Don't go crazy with the difference in the two orbits, time and experimentation will give you more experience on getting this right. You can also re-adjust your orbits now and then by burning either prograde or retrograde at the point where the 2 orbits intersect, and seeing how it affects your intercepts.
To give you an idea how this works; a ship with a smaller orbit will make one orbit faster than a ship with a larger orbit. So a smaller orbit is "faster". So yes you were correct in your statement.
Then it's just a matter of time warping until you intersect. Make sure to right-click on the other ship/object in the map view and set it as the target. This will then show you orange and red arrows that indicate where, when, and how close you will intercept your target.
When you see the intercept arrows, you can stop the time warp and try adding a maneuver node at different spots in your orbit to try different things that may make your intercept closer. Check your distance by hovering your mouse over the orange or red arrow, make a small adjustment to the node and check to see the difference.
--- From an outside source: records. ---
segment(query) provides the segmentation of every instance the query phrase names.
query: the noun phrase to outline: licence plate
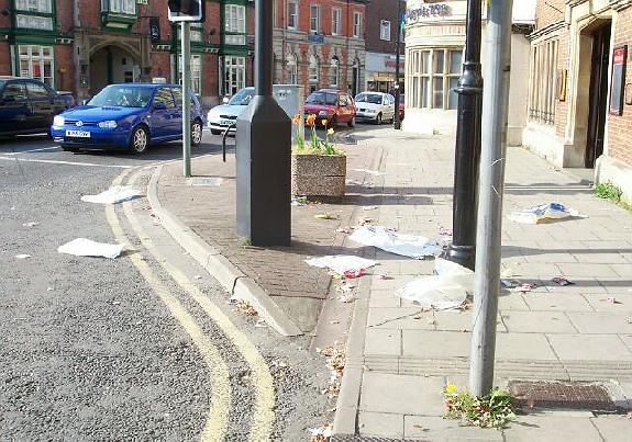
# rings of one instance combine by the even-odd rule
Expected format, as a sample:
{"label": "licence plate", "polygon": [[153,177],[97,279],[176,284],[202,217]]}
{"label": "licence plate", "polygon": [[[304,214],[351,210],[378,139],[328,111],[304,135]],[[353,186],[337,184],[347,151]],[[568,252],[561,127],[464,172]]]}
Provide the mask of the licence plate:
{"label": "licence plate", "polygon": [[66,131],[67,137],[77,137],[77,138],[90,138],[90,133],[88,131]]}

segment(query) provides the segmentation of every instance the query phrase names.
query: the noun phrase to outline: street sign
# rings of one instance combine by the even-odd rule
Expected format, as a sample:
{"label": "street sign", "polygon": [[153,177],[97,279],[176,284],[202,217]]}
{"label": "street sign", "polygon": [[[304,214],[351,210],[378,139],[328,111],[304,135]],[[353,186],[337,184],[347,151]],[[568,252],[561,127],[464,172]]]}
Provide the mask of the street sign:
{"label": "street sign", "polygon": [[204,0],[168,0],[169,21],[203,22]]}

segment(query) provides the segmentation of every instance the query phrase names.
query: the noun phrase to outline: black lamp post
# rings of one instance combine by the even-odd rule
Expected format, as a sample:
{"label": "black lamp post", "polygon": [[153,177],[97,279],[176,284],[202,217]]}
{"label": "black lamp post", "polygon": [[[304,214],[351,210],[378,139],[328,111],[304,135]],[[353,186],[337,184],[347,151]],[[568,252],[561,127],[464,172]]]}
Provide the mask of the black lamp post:
{"label": "black lamp post", "polygon": [[467,0],[465,63],[455,92],[458,93],[456,154],[454,166],[453,242],[451,261],[474,270],[476,257],[477,186],[480,162],[480,117],[483,76],[480,75],[481,0]]}
{"label": "black lamp post", "polygon": [[401,27],[402,27],[402,9],[401,5],[406,2],[398,0],[397,3],[397,49],[395,55],[395,115],[392,117],[392,127],[401,129],[401,120],[399,118],[399,53],[401,50]]}
{"label": "black lamp post", "polygon": [[255,3],[255,97],[237,117],[236,222],[253,246],[289,246],[291,122],[273,98],[270,3]]}

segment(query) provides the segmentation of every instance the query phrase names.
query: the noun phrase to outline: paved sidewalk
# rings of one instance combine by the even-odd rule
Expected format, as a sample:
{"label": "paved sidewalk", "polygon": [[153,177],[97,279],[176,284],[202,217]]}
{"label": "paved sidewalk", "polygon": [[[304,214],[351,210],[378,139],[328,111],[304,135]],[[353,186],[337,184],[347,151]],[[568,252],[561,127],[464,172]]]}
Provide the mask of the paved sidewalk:
{"label": "paved sidewalk", "polygon": [[[393,140],[385,132],[380,225],[439,238],[452,228],[454,139]],[[503,219],[503,268],[536,284],[503,292],[497,379],[606,381],[619,406],[632,407],[632,214],[595,197],[590,183],[511,148],[505,213],[561,202],[584,219],[522,225]],[[506,431],[444,420],[441,390],[467,387],[472,310],[420,311],[395,295],[431,274],[432,260],[377,251],[379,273],[356,301],[334,431],[424,440],[630,441],[632,420],[535,408]],[[574,285],[551,279],[566,276]],[[612,299],[613,298],[613,299]],[[612,302],[614,301],[614,303]],[[503,439],[505,438],[505,439]]]}

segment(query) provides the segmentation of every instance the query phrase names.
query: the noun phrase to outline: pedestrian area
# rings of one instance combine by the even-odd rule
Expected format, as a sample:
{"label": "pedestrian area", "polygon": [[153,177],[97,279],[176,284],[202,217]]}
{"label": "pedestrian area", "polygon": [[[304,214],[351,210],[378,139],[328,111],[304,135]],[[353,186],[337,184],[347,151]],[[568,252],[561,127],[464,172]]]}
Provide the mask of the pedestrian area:
{"label": "pedestrian area", "polygon": [[[375,140],[373,140],[375,143]],[[377,224],[440,238],[452,228],[454,139],[402,143],[387,133],[376,182]],[[591,183],[509,148],[502,222],[502,291],[496,381],[602,381],[617,406],[632,406],[632,213],[596,197]],[[586,217],[536,225],[507,215],[550,202]],[[334,432],[421,440],[630,441],[624,413],[551,410],[531,404],[503,431],[442,419],[442,389],[467,388],[472,309],[432,311],[396,295],[430,275],[433,260],[376,251],[361,285]],[[386,279],[385,279],[386,276]],[[559,277],[572,282],[558,285]],[[505,438],[505,439],[503,439]]]}

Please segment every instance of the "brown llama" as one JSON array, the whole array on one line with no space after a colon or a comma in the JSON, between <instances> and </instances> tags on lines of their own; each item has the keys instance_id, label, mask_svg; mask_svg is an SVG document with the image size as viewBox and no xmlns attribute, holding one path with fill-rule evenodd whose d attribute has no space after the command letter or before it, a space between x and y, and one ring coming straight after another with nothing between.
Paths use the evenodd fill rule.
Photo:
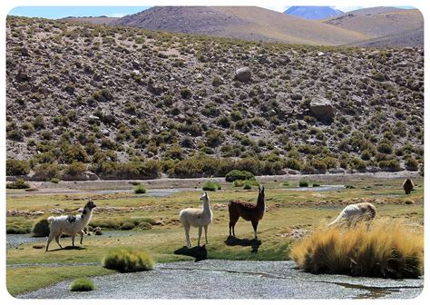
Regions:
<instances>
[{"instance_id":1,"label":"brown llama","mask_svg":"<svg viewBox=\"0 0 430 305\"><path fill-rule=\"evenodd\" d=\"M238 222L239 217L243 218L247 221L251 221L252 228L254 228L255 239L257 240L257 226L259 221L263 218L265 210L264 204L264 186L262 189L259 186L259 198L257 204L240 201L232 200L229 202L229 216L230 216L230 235L234 235L234 226Z\"/></svg>"},{"instance_id":2,"label":"brown llama","mask_svg":"<svg viewBox=\"0 0 430 305\"><path fill-rule=\"evenodd\" d=\"M412 190L414 190L414 182L409 178L405 180L405 182L403 182L403 189L405 190L406 195L411 193Z\"/></svg>"}]
</instances>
Again, more experimenting.
Once you are within 0-10 km's (under 10 is my personal preference but it depends on your ship's abilities), you then want to click on the speedometer above the navball until it says "target" and a speed under it. This is your speed relative to your target, so if it shows 0 (zero), then you are moving at the exact same speed as your target.
Now you will point directly towards your target (purple on navball) and do a burn to get closer and raise that target speed. At this point you will see your distance from the target dropping. Now, you're moving towards your target, but your orbits are different so you will likely not hit it directly unless you were really close to begin with.
Turn your ship now to point at the yellow retrograde. Since you are in "target mode", the retrograde is adjusted in reference to your target and its orbit.
As you start getting close, you may find that you are passing beside it. This is normal. Still pointing at the yellow retrograde, you want to now burn and get your speed back down to zero. Then, point back to your target (purple) and repeat this until you are within 1KM (1000 meters) or less. Be aware that you don't want to get too close to your target when burning with a rocket because rockets can push your target away from you or send it into a spin.
Once you're within 1KM and you've brought your speed down to zero, you can now switch to using RCS only for the rest of the approach. RCS thrusters will not affect the other ship like rockets do so you don't have to worry about using them when you're close to it.
The most important part of all of this is to have patience and don't rush. If you pick up to much speed when trying to get closer, you could screw it up by overshooting your target. And it's normal to have to do several slower approaches to get closer and closer. The more you do this, the better you'll get at it.